島田社長 まず、3人共に(現在の各社の社長よりも)かなり若返ることになります。ドコモの前田さんは54歳ですし、NTTコミュニケーションズの小島さんとNTTデータグループの佐々木さんは58歳と、3人共に50代です。新しい世代に、次の戦略を構築してもらいたいと考えています。

 ドコモの前田さんは、ずっとスマートライフ事業をけん引してきました。スマートライフ事業はもちろんですが、グローバル事業を始めとして、新たな事業分野への挑戦が続きます。今まで“新しい事業”をけん引してきた前田さんが、それをさらに飛躍させることは重要だと思っています。

 NTTコミュニケーションズの小島さんは、長年法人営業に携わってきました。最近は統合ソリューション、特にモバイルやセキュリティが一体化されたソリューションを積極的に推進して成果を残しています。そういう意味では、新しい人(小島氏)が社長になることの期待は大、ということになります。

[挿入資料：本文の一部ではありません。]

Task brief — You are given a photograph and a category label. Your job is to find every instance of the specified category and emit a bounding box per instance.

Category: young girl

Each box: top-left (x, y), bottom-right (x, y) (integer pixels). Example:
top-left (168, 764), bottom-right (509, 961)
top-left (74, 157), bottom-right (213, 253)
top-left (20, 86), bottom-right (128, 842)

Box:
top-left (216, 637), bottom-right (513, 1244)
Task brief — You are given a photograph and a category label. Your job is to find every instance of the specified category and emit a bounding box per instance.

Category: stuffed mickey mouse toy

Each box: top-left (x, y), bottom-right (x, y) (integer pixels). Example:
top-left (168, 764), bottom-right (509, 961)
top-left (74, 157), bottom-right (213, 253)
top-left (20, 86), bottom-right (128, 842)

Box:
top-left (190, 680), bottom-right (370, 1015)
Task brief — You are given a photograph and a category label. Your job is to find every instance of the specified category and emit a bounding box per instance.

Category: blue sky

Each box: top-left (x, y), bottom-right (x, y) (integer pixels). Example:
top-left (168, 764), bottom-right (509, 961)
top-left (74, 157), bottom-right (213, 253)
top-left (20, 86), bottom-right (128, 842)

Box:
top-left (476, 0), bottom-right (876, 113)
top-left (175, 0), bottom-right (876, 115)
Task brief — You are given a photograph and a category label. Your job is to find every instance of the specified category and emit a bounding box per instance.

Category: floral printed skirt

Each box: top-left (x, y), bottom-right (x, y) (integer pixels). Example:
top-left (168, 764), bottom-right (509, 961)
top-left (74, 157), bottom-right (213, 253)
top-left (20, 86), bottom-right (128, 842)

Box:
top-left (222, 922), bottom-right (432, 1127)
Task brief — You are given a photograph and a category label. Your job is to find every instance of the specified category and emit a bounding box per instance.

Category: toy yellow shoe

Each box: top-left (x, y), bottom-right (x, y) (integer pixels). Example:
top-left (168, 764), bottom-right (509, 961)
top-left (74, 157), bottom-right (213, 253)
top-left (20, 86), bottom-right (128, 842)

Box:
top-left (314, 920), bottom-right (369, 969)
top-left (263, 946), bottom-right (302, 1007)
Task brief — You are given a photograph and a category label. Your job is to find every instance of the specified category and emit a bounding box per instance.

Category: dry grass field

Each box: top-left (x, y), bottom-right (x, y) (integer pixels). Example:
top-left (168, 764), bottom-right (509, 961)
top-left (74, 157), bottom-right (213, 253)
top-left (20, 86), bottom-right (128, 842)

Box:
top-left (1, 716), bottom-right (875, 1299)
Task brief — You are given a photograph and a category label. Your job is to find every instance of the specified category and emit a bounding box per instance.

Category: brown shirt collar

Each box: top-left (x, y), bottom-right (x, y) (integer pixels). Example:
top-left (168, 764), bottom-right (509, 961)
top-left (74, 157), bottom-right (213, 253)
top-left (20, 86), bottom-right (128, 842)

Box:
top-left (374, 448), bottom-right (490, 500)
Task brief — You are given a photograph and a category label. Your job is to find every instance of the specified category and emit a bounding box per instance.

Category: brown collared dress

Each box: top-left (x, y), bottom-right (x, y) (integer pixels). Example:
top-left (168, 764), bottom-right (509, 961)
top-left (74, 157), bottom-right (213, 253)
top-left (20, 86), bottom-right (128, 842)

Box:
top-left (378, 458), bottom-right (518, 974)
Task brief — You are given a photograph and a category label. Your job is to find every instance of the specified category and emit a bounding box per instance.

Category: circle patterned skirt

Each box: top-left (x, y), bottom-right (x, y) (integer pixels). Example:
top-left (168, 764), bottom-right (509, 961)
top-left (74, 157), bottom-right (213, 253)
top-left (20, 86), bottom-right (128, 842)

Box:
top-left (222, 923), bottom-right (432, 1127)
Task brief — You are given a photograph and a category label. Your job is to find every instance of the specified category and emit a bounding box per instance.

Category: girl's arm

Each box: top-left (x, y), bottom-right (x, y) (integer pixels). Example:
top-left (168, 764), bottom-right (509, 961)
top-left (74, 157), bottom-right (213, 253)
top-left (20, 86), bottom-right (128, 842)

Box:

 NTTデータグループの佐々木さんは、既に国内事業を統括するNTTデータの社長を務めていて、同社は今回の決算でも素晴らしく成長しています。新しい人事では(海外事業を統括する)NTT DATA, Inc.の社長はアビジット・デュベイ(Abhijit Dubey)さんに交代しますが、2人は懇意にしていて、共に(NTTデータ)グループ全体を引っ張ってくれていくと確信しています。

 3人には、大きな期待をしています。